“It's so weird to do something that builds you up and at the same time breaks you…”
Keira Knightley was only 17 when she became a global star thanks to her role as Elizabeth Swann in Pirates of the Caribbeanin the summer of 2003. If she had already made a breakthrough in England thanks to Play it like Beckhamthe global success of Gore Verbinski's adventure blockbuster for Disney, also starring Johnny Depp and Orlando Bloom, made her a global star. An experience that she did not live very well, as she recounts in The Times of London on the occasion of the broadcast, this week on Netflix, of his action series Black Doves. A project very far from the period films that made it successful (Pride and Prejudice, Anna Karenina, The Duchess…).
“It's so weird to do something that builds you up and at the same time breaks you down, she explains about the first part of the sagaThe Curse of the Black Pearl. I was treated like shit because of those films, and at the same time, they did so well that it gave me some crazy opportunities. I was able to get other roles thanks to that, which were subsequently nominated for Oscars (she was selected in 2005 for Pride and prejudiceby Joe Wright, editor’s note). These are the most successful feature films of my entire career, but at the same time, it is because of them that I was so publicly belittled. They therefore have a particularly confused place in my mind.”
20 years ago, Pirates of the Caribbean propelled Keira Knightley to international stardom
The 39-year-old actress goes on to explain that she no longer plans to star in new franchises as huge as Pirates of the Caribbean, of which she participated fully in the first three parts, between 2003 and 2007, and for which she agreed to reappear in a cameo in Salazar's Revengein 2017..
“We spend a lot of time there, it represents entire years of your life, she justifies. And you have no control over what is filmed. Don't know how long you're going to film for? Nor precisely what you are filming.”
Keira also says she was very careful about all her actions outside of filming the saga.
“I had seen careers destroyed by paparazzi photos of stars leaving nightclubs drunk, for example. So much money had been bet on me at that time that if they had had a photo of me, it could have done a lot of damage. I didn't want to give the paparazzi any chance of getting that kind of image, so I stayed incredibly sober.

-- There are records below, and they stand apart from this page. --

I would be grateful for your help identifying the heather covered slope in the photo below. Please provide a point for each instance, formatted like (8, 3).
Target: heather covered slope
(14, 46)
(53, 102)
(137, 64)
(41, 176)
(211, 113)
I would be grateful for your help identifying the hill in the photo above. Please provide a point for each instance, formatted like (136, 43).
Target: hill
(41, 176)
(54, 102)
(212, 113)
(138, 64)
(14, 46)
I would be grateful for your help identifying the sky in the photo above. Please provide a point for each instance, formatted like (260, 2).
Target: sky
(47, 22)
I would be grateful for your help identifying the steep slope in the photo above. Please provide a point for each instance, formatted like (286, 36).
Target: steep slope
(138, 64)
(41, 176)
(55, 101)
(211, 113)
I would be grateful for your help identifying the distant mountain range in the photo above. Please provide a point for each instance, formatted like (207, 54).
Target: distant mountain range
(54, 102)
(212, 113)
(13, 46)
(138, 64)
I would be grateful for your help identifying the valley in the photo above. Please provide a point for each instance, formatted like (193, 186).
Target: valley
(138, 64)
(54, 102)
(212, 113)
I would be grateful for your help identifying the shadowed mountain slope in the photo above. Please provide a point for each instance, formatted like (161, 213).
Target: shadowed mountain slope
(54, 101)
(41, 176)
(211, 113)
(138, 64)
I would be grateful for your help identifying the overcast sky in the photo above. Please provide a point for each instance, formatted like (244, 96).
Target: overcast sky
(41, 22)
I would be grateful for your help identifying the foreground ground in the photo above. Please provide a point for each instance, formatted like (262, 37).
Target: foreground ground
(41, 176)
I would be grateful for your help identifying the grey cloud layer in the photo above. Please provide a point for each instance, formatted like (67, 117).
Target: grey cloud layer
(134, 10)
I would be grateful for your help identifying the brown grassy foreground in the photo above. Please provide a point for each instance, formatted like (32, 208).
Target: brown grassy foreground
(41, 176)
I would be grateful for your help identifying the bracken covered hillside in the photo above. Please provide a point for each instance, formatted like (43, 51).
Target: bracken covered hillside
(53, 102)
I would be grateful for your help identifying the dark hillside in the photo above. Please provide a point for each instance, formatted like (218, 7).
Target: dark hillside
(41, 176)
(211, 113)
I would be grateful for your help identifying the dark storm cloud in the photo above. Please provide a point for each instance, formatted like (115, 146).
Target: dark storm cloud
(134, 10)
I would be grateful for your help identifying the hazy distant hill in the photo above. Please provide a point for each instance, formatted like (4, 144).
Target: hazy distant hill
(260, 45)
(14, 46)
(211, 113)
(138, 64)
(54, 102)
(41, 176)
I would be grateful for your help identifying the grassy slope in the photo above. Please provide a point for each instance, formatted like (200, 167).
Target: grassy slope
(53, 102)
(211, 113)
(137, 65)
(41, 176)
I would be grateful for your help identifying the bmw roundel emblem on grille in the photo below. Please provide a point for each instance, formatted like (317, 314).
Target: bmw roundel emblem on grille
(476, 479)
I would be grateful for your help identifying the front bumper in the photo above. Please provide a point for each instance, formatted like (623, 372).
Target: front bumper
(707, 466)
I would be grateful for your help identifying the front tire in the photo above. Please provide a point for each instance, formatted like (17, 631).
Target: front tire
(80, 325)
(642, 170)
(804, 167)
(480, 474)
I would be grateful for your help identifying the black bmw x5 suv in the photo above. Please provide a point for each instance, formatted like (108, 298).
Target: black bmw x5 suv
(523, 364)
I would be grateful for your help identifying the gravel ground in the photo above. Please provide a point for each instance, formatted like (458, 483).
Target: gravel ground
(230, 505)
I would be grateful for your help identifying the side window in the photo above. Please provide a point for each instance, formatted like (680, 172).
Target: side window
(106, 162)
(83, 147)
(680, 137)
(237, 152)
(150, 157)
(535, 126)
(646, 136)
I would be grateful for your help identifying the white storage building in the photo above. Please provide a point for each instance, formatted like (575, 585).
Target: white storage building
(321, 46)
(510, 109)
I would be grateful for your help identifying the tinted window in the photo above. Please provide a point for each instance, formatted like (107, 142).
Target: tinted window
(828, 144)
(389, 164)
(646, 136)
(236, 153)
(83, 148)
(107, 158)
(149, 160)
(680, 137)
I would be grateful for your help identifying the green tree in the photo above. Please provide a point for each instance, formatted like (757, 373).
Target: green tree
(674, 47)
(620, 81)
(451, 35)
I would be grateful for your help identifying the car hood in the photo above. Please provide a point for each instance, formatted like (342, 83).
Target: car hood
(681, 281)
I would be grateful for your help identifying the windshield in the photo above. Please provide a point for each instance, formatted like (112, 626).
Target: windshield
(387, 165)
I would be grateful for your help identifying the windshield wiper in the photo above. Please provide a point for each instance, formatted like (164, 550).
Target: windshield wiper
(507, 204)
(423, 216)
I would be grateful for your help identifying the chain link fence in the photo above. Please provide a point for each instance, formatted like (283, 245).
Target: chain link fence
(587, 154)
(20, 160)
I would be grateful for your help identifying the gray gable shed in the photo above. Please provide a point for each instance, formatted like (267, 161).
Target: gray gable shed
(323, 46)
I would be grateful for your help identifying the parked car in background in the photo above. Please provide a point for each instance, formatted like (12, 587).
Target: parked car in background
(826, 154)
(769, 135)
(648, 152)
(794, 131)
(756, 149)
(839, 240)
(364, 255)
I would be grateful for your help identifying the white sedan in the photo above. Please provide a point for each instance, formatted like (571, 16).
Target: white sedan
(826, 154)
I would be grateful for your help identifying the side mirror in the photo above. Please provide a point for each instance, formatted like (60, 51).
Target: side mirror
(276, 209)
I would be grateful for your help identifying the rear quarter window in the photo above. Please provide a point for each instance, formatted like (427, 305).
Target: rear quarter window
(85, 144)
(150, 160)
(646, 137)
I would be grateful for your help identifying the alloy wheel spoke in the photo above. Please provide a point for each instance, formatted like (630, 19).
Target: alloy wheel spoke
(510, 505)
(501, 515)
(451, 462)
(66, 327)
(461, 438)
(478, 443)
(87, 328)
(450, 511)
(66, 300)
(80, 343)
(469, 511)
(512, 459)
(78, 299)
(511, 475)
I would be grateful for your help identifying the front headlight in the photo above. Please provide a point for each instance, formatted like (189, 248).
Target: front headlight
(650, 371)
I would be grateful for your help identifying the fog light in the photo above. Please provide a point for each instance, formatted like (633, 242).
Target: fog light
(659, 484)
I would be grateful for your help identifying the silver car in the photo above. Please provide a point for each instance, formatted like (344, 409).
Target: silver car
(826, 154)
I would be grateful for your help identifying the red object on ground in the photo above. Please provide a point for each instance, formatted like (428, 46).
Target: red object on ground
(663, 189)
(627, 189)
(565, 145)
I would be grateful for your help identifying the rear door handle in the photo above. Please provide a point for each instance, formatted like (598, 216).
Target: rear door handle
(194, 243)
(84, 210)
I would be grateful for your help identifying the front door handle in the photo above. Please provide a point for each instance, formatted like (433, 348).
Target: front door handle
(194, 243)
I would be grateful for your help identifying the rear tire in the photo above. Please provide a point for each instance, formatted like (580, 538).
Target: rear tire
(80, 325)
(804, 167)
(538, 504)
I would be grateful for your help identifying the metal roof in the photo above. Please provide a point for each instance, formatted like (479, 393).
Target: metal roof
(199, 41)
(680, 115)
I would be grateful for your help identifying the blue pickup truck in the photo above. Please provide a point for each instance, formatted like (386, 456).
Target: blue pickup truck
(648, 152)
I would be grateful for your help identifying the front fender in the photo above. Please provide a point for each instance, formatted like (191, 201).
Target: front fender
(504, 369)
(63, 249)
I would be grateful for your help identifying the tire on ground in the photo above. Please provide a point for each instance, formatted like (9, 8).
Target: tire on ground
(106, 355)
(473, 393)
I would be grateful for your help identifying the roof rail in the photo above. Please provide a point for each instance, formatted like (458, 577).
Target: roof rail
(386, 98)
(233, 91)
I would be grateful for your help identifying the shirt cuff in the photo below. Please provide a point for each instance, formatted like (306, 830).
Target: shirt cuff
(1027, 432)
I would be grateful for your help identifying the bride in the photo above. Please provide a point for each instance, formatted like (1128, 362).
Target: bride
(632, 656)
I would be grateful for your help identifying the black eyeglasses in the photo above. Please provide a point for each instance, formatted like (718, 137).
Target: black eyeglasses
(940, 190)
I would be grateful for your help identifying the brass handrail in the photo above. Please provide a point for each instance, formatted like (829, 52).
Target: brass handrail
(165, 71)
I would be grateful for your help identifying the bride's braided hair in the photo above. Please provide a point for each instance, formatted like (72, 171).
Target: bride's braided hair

Words that fit with what she had already explained to Harper's Bazaar last year, when celebrating the 20th anniversary of the first part of Pirates of the Caribbean.
“I experienced quite an entry into adult life, quite extreme, experiencing fame at a very young age.. (…) Elizabeth was the object of all desire. Not that she didn't have some fight in her. But it was special, as a tomboy, to be seen as the complete opposite of who I was. (…) I felt constrained, blocked. I didn't know how to put it all together. I felt trapped in something I didn't understand. With my next roles, I wanted to free myself from that. (…) It's a strange place that women are supposed to hold, publicly, I've never been comfortable with that.”